No Corruption, No Adultery

[imText1]The ways North Korean women assist their husbands can be distinguished according to their social class. Those in the upper classes have the most to lose…

The action of paramount importance for the wives of those who work for the Party, the Army or other governmental sections such as foreign currency-generating enterprises is to help husbands advance their careers.

The method is clear. There are two things a North Korean official has to be the most careful of: corruption and adultery. Since 2000, the number of officials getting expelled from position and Party for adultery has been growing.

In the past there have been many cases of persons involved in adultery issues being expelled, discharged from the Party or seriously punished. However, before the famine of the late 1990s, wives of officials got into comparatively less trouble over such affairs than these days. In this century, general social discipline has deteriorated; the irregularity and corruption of officials has been getting more acute. The authorities are trying to turn the tide. If one were to be caught by inspections, whole families as well as the officials themselves could be purged from Pyongyang; exiled to the countryside and a much harder life indeed.

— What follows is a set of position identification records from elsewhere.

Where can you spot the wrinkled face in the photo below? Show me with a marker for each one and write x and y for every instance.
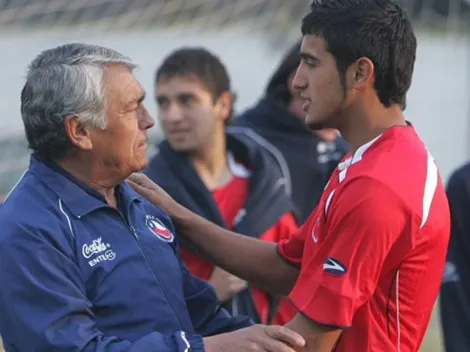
(122, 145)
(319, 84)
(188, 114)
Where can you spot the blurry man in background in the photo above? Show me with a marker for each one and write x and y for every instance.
(455, 290)
(279, 118)
(226, 177)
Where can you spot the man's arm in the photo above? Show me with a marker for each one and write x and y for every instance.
(319, 338)
(44, 306)
(455, 295)
(251, 259)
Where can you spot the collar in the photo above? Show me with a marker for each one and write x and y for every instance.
(78, 197)
(359, 154)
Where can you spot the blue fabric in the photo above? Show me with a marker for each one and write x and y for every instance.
(78, 275)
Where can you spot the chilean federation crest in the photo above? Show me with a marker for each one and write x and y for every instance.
(158, 229)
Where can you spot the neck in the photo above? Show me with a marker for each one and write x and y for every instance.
(327, 134)
(211, 163)
(93, 174)
(363, 125)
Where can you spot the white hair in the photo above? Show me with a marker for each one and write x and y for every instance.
(64, 81)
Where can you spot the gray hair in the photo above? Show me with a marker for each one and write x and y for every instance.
(64, 81)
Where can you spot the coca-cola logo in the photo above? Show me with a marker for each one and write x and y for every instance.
(96, 247)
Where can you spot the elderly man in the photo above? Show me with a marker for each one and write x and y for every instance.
(86, 263)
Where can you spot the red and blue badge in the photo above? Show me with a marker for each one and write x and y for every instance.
(159, 230)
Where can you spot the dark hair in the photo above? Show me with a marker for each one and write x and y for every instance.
(377, 29)
(197, 62)
(278, 87)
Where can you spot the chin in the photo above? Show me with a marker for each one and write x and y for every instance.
(314, 124)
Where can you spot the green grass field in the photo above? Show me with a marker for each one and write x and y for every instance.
(432, 341)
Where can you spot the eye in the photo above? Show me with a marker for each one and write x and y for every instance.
(186, 99)
(162, 103)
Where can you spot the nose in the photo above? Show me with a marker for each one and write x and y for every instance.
(146, 121)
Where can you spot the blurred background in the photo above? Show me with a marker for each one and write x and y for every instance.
(250, 36)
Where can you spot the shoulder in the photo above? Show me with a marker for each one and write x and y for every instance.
(33, 212)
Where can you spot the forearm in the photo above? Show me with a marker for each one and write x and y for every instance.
(248, 258)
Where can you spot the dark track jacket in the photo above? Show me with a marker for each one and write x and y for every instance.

Therefore, a wife who has a husband with ability and power should wholly assist him so as not to be implicated in any immoral or corrupt affairs. An adultery case, then, is not only a simple question of a married couple’s morality; it is also a direct question of a family’s life and death.

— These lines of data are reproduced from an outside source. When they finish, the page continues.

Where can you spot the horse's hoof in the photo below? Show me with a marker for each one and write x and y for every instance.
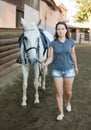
(36, 101)
(23, 104)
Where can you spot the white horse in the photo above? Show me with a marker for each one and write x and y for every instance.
(32, 51)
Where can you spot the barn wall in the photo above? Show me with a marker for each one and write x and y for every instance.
(9, 49)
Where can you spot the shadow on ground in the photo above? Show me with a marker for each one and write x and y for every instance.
(42, 116)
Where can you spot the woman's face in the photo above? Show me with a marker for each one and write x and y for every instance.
(61, 30)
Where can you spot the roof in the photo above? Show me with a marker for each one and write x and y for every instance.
(79, 25)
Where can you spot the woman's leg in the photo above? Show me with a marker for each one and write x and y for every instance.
(58, 82)
(68, 82)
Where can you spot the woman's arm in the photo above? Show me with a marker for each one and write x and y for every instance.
(74, 59)
(49, 59)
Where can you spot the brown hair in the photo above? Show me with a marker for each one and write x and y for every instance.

In one North Pyongan Province factory where several thousand workers toiled, 70 percent of the workers were women, and all of them strongly desired to join the Party; a basic condition for success in life. Unfortunately, the secretary of the Primary Party Committee in the factory began to exploit their need. The secretary was finally dismissed for giving recommendations to join the Party in exchange for sex.

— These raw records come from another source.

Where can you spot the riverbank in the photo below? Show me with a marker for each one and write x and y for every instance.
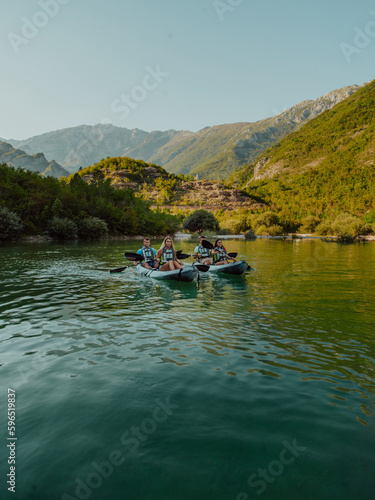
(186, 237)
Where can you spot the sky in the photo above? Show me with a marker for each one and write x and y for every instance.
(174, 64)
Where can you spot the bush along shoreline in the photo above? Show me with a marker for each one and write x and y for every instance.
(31, 205)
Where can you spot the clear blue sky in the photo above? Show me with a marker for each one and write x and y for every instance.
(218, 61)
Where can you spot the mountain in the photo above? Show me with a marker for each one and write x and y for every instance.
(216, 152)
(153, 183)
(85, 145)
(212, 153)
(326, 167)
(36, 163)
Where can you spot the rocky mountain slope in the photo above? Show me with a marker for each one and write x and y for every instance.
(85, 145)
(327, 166)
(36, 163)
(155, 184)
(216, 152)
(212, 153)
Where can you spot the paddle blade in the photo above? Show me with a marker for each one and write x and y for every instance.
(207, 244)
(202, 267)
(134, 256)
(118, 270)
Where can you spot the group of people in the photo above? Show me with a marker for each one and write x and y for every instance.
(166, 258)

As such affairs are relatively common all over the country, the wives of officials sometimes follow their husbands to their working places.

The wife of an organizing secretary at a munitions factory located in North Pyongan Province in 2003 attended a barbershop attached to the factory to check on the details of her husband activities. Therefore, at that time, workers commented, “Now we have two Secretaries of the Primary Party Committee in our factory.”